Now let’s look at the code in peterson.s, which implements Peterson’s algorithm (mentioned in a sidebar in the text). Study the code and see if you can make sense of it.
Now run the code with different values of -i. What kinds of different behavior do you see?
Can you control the scheduling (with the -P flag) to “prove” that the code works? What are the different cases you should show hold? Think about mutual exclusion and deadlock avoidance.
Now study the code for the ticket lock in ticket.s. Does it match the code in the chapter?
Now run the code, with the following flags: -a bx=1000,bx=1000 (this flag sets each thread to loop through the critical 1000 times). Watch what happens over time; do the threads spend much time spinning waiting for the lock?
How does the code behave as you add more threads?
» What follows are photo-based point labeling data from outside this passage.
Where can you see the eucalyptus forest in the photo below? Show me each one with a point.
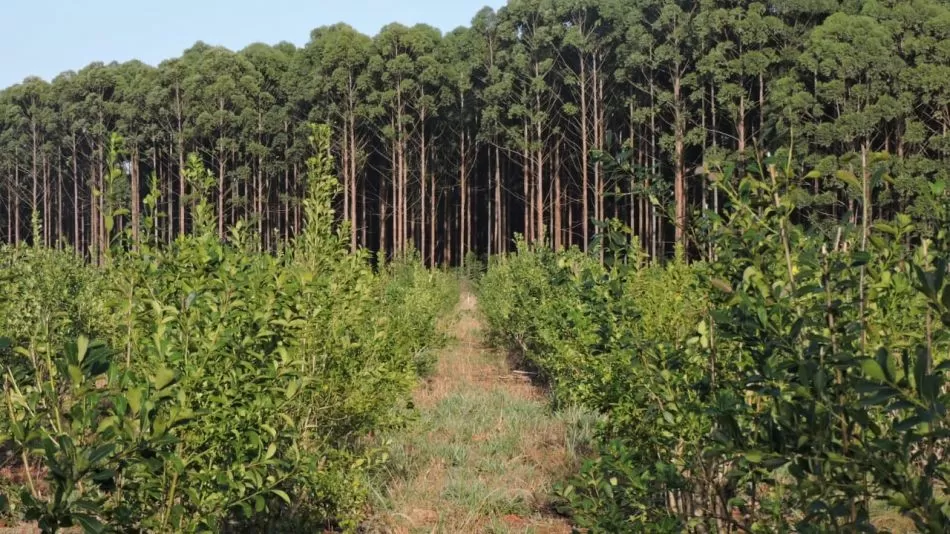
(582, 265)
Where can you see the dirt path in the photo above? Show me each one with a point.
(485, 451)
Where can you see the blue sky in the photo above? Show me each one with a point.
(46, 37)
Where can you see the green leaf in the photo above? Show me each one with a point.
(873, 370)
(849, 178)
(101, 452)
(292, 389)
(163, 378)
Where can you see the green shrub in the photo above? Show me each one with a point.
(240, 387)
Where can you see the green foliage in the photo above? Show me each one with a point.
(791, 383)
(242, 386)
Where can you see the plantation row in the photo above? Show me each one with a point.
(205, 386)
(793, 381)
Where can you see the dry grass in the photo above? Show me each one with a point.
(485, 451)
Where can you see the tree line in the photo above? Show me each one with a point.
(452, 143)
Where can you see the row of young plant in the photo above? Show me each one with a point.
(207, 386)
(794, 380)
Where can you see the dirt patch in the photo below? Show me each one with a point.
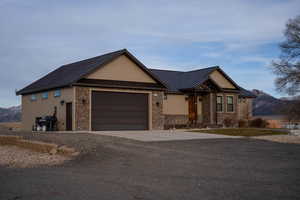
(16, 157)
(281, 138)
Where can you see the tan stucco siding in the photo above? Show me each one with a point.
(221, 80)
(245, 108)
(42, 107)
(122, 69)
(175, 105)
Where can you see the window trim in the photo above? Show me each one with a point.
(222, 103)
(45, 95)
(57, 93)
(33, 99)
(233, 109)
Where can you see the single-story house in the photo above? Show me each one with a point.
(115, 91)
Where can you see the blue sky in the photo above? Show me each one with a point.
(240, 36)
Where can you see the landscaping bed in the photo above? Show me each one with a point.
(16, 157)
(247, 132)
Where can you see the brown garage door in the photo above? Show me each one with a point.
(119, 111)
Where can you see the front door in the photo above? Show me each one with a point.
(69, 116)
(192, 108)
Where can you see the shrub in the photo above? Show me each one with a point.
(258, 123)
(243, 123)
(228, 122)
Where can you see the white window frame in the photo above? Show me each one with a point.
(222, 102)
(45, 95)
(233, 108)
(33, 97)
(57, 93)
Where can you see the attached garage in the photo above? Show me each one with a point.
(119, 111)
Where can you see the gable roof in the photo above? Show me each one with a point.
(68, 74)
(178, 80)
(246, 93)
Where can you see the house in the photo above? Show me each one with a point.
(115, 91)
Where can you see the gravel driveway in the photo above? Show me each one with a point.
(115, 168)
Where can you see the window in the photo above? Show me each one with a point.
(33, 97)
(57, 93)
(219, 103)
(229, 103)
(45, 95)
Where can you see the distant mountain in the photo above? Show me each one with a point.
(265, 104)
(12, 114)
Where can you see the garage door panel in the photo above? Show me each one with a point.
(119, 111)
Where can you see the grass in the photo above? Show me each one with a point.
(247, 132)
(11, 125)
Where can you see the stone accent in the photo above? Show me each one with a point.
(209, 109)
(158, 119)
(176, 119)
(82, 108)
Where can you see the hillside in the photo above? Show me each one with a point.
(12, 114)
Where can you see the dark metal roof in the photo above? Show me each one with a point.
(68, 74)
(246, 93)
(178, 80)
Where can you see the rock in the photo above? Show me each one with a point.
(295, 132)
(53, 151)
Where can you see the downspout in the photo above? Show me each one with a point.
(216, 113)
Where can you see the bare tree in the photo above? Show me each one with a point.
(287, 68)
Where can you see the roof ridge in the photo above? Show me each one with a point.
(186, 71)
(216, 67)
(106, 54)
(166, 70)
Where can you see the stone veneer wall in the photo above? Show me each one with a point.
(158, 119)
(82, 110)
(176, 119)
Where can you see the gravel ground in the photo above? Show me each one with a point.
(115, 168)
(280, 138)
(16, 157)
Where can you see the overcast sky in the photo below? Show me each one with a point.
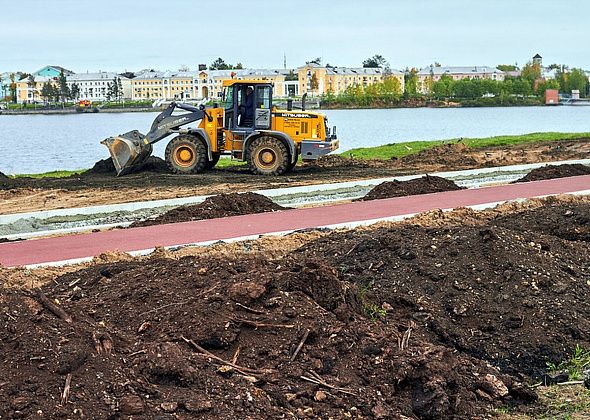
(123, 35)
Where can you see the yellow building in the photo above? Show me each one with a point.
(318, 80)
(29, 90)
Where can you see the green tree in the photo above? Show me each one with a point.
(375, 61)
(531, 71)
(62, 85)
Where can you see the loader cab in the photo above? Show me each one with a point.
(247, 105)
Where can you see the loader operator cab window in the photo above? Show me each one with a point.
(246, 106)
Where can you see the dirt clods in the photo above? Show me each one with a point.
(402, 320)
(425, 185)
(223, 205)
(555, 171)
(106, 167)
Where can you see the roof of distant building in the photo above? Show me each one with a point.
(93, 76)
(438, 71)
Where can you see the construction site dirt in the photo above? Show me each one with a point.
(223, 205)
(448, 315)
(100, 186)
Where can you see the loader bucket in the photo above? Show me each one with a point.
(128, 151)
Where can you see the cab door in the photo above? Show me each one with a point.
(263, 104)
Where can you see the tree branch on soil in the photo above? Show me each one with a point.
(241, 369)
(53, 308)
(317, 379)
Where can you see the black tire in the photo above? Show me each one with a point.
(291, 166)
(211, 163)
(268, 156)
(186, 154)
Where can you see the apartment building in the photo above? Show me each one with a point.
(431, 74)
(95, 86)
(29, 90)
(319, 80)
(204, 84)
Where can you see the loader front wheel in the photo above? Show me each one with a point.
(186, 154)
(268, 156)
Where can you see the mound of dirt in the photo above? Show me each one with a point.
(555, 171)
(337, 161)
(106, 167)
(219, 338)
(425, 185)
(224, 205)
(508, 295)
(569, 221)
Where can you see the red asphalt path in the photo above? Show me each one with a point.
(144, 238)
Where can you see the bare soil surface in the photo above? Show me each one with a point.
(425, 185)
(101, 186)
(410, 319)
(559, 171)
(223, 205)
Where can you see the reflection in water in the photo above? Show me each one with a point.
(41, 143)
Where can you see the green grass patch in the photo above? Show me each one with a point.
(398, 150)
(52, 174)
(575, 365)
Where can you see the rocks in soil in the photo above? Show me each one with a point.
(555, 171)
(404, 320)
(425, 185)
(223, 205)
(106, 167)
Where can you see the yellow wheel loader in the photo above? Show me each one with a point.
(247, 127)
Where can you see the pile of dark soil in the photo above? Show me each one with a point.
(337, 161)
(106, 167)
(425, 185)
(569, 221)
(508, 295)
(228, 339)
(223, 205)
(555, 171)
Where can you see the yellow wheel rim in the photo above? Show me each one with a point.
(184, 156)
(267, 157)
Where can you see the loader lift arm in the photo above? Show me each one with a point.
(130, 150)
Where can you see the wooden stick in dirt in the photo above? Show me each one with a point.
(52, 307)
(240, 369)
(303, 339)
(66, 394)
(261, 324)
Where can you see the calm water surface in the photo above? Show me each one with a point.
(41, 143)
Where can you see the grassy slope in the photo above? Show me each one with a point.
(395, 149)
(402, 149)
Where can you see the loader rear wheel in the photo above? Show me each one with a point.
(186, 154)
(211, 163)
(268, 156)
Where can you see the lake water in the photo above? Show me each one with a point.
(41, 143)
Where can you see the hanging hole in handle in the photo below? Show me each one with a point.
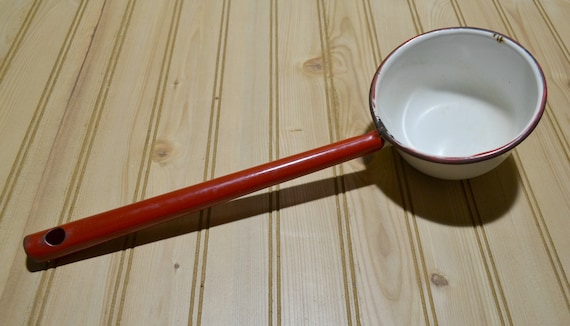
(55, 237)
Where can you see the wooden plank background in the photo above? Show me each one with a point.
(103, 103)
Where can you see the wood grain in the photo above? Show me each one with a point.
(103, 103)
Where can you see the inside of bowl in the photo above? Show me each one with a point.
(457, 93)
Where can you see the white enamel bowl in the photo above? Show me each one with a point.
(456, 101)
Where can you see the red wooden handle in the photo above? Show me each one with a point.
(90, 231)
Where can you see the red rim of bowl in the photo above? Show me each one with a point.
(385, 133)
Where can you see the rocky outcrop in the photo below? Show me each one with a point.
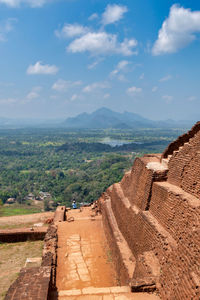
(151, 219)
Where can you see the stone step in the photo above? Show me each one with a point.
(161, 231)
(105, 293)
(123, 248)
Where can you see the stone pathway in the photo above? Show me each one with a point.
(85, 270)
(84, 259)
(77, 250)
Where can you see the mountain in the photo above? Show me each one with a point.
(106, 118)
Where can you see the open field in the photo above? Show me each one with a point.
(24, 220)
(13, 257)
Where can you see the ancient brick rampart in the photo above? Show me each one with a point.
(60, 214)
(156, 207)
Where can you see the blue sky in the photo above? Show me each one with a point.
(59, 58)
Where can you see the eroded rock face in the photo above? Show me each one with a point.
(156, 207)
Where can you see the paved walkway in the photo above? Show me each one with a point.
(85, 269)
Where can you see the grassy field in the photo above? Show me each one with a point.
(14, 210)
(13, 257)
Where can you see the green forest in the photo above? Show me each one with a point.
(70, 165)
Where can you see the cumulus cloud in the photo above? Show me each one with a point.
(133, 90)
(167, 98)
(177, 31)
(106, 96)
(71, 30)
(73, 97)
(40, 68)
(17, 3)
(154, 89)
(63, 85)
(95, 86)
(141, 76)
(95, 63)
(6, 27)
(192, 98)
(102, 43)
(113, 13)
(166, 78)
(93, 17)
(34, 93)
(121, 66)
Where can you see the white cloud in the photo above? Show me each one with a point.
(192, 98)
(63, 85)
(121, 66)
(167, 98)
(177, 31)
(6, 101)
(40, 68)
(166, 78)
(133, 90)
(34, 93)
(102, 43)
(106, 96)
(113, 13)
(93, 17)
(71, 30)
(95, 63)
(74, 97)
(95, 86)
(154, 89)
(141, 76)
(6, 27)
(17, 3)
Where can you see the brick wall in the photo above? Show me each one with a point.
(158, 215)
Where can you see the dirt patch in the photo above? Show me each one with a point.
(13, 258)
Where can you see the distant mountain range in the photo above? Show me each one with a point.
(100, 119)
(106, 118)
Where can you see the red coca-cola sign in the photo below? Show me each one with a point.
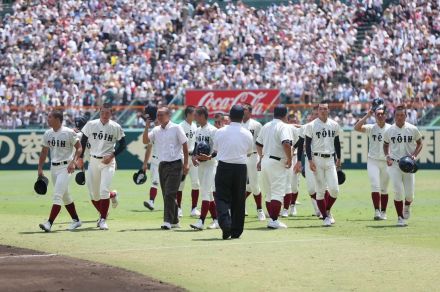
(221, 101)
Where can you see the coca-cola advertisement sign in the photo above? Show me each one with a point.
(221, 101)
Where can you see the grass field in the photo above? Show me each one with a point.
(357, 253)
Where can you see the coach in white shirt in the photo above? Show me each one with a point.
(232, 143)
(170, 141)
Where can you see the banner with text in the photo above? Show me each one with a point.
(221, 101)
(20, 150)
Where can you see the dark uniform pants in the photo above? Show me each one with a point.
(230, 189)
(170, 175)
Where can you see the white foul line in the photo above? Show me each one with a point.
(28, 256)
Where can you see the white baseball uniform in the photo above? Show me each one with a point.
(323, 151)
(253, 175)
(206, 169)
(61, 144)
(273, 176)
(292, 185)
(190, 132)
(402, 142)
(376, 164)
(102, 139)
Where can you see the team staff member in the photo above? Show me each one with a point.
(190, 131)
(401, 139)
(64, 150)
(171, 142)
(275, 153)
(322, 145)
(206, 165)
(107, 140)
(232, 143)
(376, 164)
(253, 185)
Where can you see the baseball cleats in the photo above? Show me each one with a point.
(149, 205)
(293, 211)
(46, 226)
(195, 212)
(401, 222)
(406, 211)
(327, 221)
(377, 215)
(275, 224)
(198, 225)
(74, 225)
(214, 224)
(260, 214)
(102, 224)
(114, 198)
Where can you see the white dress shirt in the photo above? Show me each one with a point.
(233, 143)
(168, 141)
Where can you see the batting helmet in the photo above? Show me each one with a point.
(341, 176)
(377, 102)
(407, 164)
(140, 177)
(40, 185)
(80, 122)
(203, 148)
(80, 178)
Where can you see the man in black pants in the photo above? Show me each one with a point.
(232, 143)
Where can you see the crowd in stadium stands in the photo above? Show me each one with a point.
(77, 54)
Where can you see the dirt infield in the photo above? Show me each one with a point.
(28, 270)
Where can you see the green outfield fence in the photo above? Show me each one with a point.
(20, 149)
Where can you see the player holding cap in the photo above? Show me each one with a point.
(376, 164)
(190, 131)
(64, 150)
(107, 140)
(401, 139)
(322, 144)
(253, 181)
(275, 153)
(206, 165)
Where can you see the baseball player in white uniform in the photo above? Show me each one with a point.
(376, 164)
(190, 128)
(151, 161)
(80, 122)
(322, 145)
(401, 139)
(292, 187)
(275, 159)
(206, 165)
(64, 150)
(107, 140)
(253, 185)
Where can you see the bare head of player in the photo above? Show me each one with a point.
(163, 116)
(55, 119)
(323, 112)
(105, 113)
(247, 112)
(380, 116)
(400, 116)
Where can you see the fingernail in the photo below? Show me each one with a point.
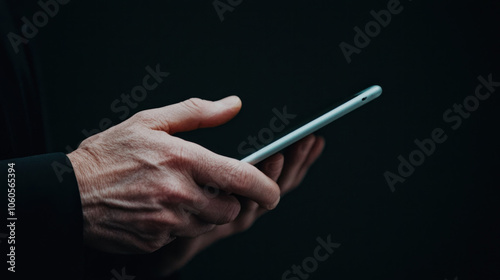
(308, 143)
(275, 204)
(273, 166)
(230, 101)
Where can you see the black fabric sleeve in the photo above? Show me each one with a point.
(46, 222)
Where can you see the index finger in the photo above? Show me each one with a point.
(232, 176)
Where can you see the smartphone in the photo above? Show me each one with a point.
(335, 112)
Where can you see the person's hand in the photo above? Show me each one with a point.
(141, 187)
(288, 170)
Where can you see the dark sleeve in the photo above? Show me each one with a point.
(46, 220)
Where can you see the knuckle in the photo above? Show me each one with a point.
(229, 214)
(238, 176)
(144, 116)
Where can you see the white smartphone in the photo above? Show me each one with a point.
(342, 109)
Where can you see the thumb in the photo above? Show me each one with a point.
(191, 114)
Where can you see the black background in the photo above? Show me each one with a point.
(441, 223)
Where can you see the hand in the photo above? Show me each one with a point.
(288, 170)
(140, 186)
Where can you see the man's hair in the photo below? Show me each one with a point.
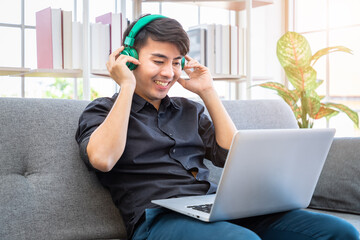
(162, 30)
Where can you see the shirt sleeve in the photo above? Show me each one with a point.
(93, 115)
(216, 154)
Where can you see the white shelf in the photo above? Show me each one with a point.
(236, 5)
(5, 71)
(60, 73)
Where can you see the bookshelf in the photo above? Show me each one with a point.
(56, 73)
(237, 6)
(6, 71)
(86, 73)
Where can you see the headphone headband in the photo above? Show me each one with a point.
(142, 22)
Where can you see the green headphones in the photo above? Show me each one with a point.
(130, 39)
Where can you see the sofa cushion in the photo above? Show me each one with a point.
(338, 187)
(46, 190)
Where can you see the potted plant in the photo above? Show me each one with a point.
(295, 56)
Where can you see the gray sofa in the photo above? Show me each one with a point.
(46, 192)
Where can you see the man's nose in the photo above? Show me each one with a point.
(167, 71)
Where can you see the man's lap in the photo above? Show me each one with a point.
(296, 224)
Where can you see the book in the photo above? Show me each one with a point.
(225, 49)
(49, 38)
(104, 45)
(197, 44)
(95, 29)
(77, 45)
(234, 50)
(67, 39)
(210, 47)
(218, 48)
(114, 21)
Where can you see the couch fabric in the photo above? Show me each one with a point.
(46, 191)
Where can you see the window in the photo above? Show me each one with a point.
(326, 23)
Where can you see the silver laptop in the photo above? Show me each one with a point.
(266, 171)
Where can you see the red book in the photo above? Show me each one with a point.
(49, 38)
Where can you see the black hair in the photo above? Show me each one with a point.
(162, 30)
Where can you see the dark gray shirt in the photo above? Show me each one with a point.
(163, 149)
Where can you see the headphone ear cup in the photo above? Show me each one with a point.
(182, 63)
(128, 51)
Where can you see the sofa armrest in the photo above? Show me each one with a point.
(338, 188)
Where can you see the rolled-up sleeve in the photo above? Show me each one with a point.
(93, 115)
(213, 152)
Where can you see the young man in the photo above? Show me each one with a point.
(144, 145)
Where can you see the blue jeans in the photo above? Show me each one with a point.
(293, 225)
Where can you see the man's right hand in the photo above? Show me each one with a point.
(118, 70)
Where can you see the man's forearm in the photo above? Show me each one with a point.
(107, 142)
(224, 126)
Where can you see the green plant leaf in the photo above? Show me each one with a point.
(328, 50)
(325, 112)
(318, 83)
(302, 78)
(350, 113)
(290, 97)
(293, 50)
(311, 103)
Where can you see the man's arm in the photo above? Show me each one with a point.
(201, 83)
(107, 143)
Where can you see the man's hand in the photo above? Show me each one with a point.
(200, 81)
(118, 70)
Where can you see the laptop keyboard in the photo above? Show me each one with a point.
(203, 208)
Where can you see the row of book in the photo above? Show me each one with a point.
(106, 35)
(216, 46)
(59, 40)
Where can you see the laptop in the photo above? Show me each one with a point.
(266, 171)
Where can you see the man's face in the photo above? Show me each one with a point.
(160, 68)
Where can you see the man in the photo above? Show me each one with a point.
(144, 145)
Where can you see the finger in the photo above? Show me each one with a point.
(182, 82)
(188, 58)
(187, 71)
(113, 56)
(118, 51)
(125, 59)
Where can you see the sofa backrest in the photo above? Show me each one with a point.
(255, 114)
(46, 192)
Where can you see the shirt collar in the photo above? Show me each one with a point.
(139, 103)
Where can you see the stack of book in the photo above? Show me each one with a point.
(216, 46)
(106, 36)
(60, 40)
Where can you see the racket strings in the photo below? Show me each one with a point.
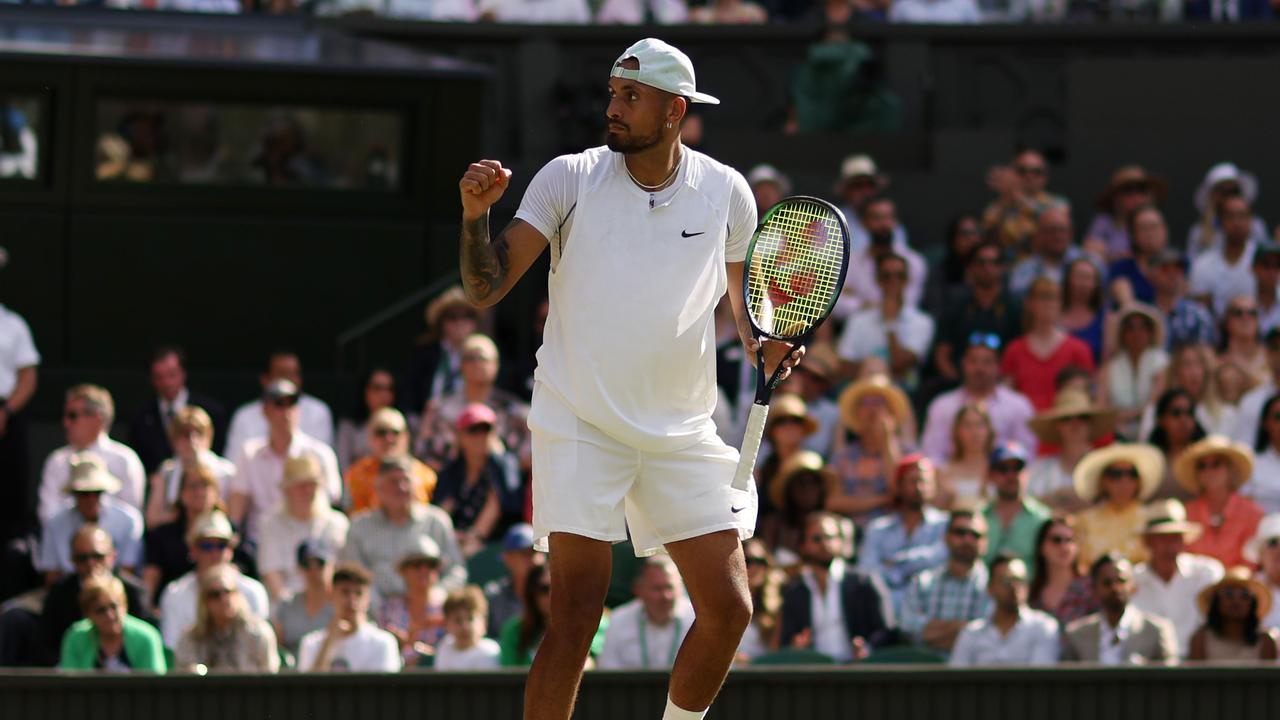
(800, 247)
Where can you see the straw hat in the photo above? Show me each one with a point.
(1118, 318)
(88, 474)
(1242, 578)
(1132, 174)
(1169, 518)
(1146, 459)
(1267, 528)
(1072, 404)
(1226, 172)
(1235, 452)
(790, 405)
(803, 461)
(874, 384)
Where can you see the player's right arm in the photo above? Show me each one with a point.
(490, 268)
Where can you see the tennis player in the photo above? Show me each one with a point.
(645, 237)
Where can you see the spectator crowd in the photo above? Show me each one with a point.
(1033, 446)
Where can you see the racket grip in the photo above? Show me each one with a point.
(750, 446)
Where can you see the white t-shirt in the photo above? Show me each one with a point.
(630, 340)
(480, 656)
(368, 650)
(17, 350)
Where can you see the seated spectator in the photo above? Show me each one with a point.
(305, 514)
(1214, 469)
(1176, 429)
(211, 542)
(502, 596)
(1221, 181)
(92, 490)
(1127, 381)
(1051, 251)
(1242, 338)
(940, 602)
(1187, 319)
(481, 486)
(831, 607)
(876, 411)
(227, 634)
(1014, 633)
(1032, 361)
(1010, 411)
(1013, 518)
(87, 415)
(92, 554)
(252, 420)
(647, 632)
(1073, 425)
(110, 639)
(804, 486)
(255, 491)
(151, 429)
(311, 607)
(1057, 586)
(438, 440)
(983, 310)
(963, 481)
(1264, 551)
(379, 538)
(388, 437)
(1225, 272)
(894, 331)
(191, 434)
(1233, 629)
(1119, 633)
(1170, 579)
(1264, 487)
(350, 643)
(908, 540)
(465, 646)
(376, 391)
(1084, 310)
(416, 618)
(1130, 187)
(764, 580)
(1115, 481)
(1130, 277)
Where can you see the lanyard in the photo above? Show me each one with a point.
(644, 641)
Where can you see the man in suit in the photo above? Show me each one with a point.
(831, 606)
(149, 431)
(1119, 634)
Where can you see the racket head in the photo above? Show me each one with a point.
(795, 268)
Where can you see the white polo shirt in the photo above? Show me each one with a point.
(17, 350)
(630, 342)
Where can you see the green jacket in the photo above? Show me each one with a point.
(142, 646)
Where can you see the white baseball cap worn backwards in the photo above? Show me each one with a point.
(664, 67)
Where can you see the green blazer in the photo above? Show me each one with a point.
(142, 646)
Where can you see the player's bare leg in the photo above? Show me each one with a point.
(714, 574)
(580, 572)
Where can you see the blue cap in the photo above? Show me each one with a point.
(1008, 451)
(519, 537)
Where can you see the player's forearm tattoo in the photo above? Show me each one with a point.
(484, 263)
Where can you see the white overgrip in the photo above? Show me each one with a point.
(750, 446)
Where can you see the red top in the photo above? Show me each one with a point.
(1033, 376)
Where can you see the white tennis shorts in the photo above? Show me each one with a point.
(588, 483)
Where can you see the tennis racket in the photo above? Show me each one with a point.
(794, 270)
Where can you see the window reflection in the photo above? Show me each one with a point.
(19, 136)
(247, 145)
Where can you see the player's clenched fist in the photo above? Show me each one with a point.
(481, 186)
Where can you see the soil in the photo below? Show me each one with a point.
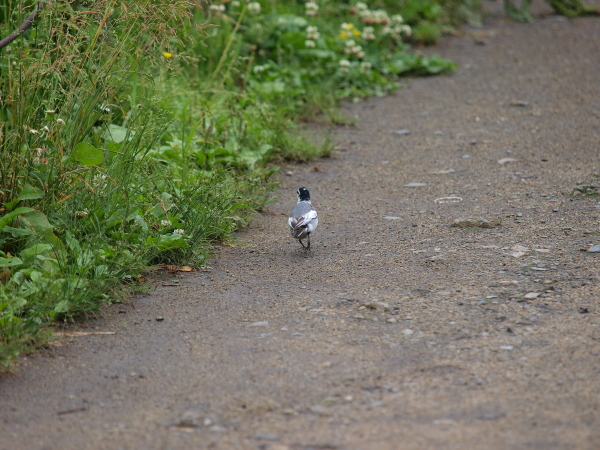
(398, 330)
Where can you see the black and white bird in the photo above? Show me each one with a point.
(303, 220)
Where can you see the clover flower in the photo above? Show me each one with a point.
(312, 33)
(368, 33)
(254, 7)
(397, 19)
(344, 65)
(311, 8)
(378, 17)
(353, 49)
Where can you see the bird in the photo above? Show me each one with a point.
(303, 219)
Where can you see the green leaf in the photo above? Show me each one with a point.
(34, 250)
(10, 262)
(62, 307)
(27, 193)
(7, 218)
(117, 133)
(88, 155)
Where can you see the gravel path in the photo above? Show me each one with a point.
(399, 330)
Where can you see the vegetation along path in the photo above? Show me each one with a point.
(449, 300)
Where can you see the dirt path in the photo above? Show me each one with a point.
(399, 331)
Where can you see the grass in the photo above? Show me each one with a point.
(134, 135)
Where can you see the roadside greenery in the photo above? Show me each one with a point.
(139, 133)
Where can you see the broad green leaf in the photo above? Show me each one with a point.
(27, 193)
(62, 307)
(7, 218)
(117, 133)
(34, 250)
(88, 155)
(38, 221)
(10, 262)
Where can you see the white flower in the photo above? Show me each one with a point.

Now examine yield.s , in which we pretend that a yield instruction enables one thread to yield control of the CPU to another (realistically, this would be an OS primitive, but for the simplicity of simulation, we assume there is an instruction that does the t ask). Find a scenario where test-and-set.s wastes cycles spinning, but yield.s does not. How many instructions are saved? In what scenarios do these savings arise?
Finally, examine test-and-test-and-set.s. What does this lock do? What kind of savings does it introduce as compared to test-and-set.s?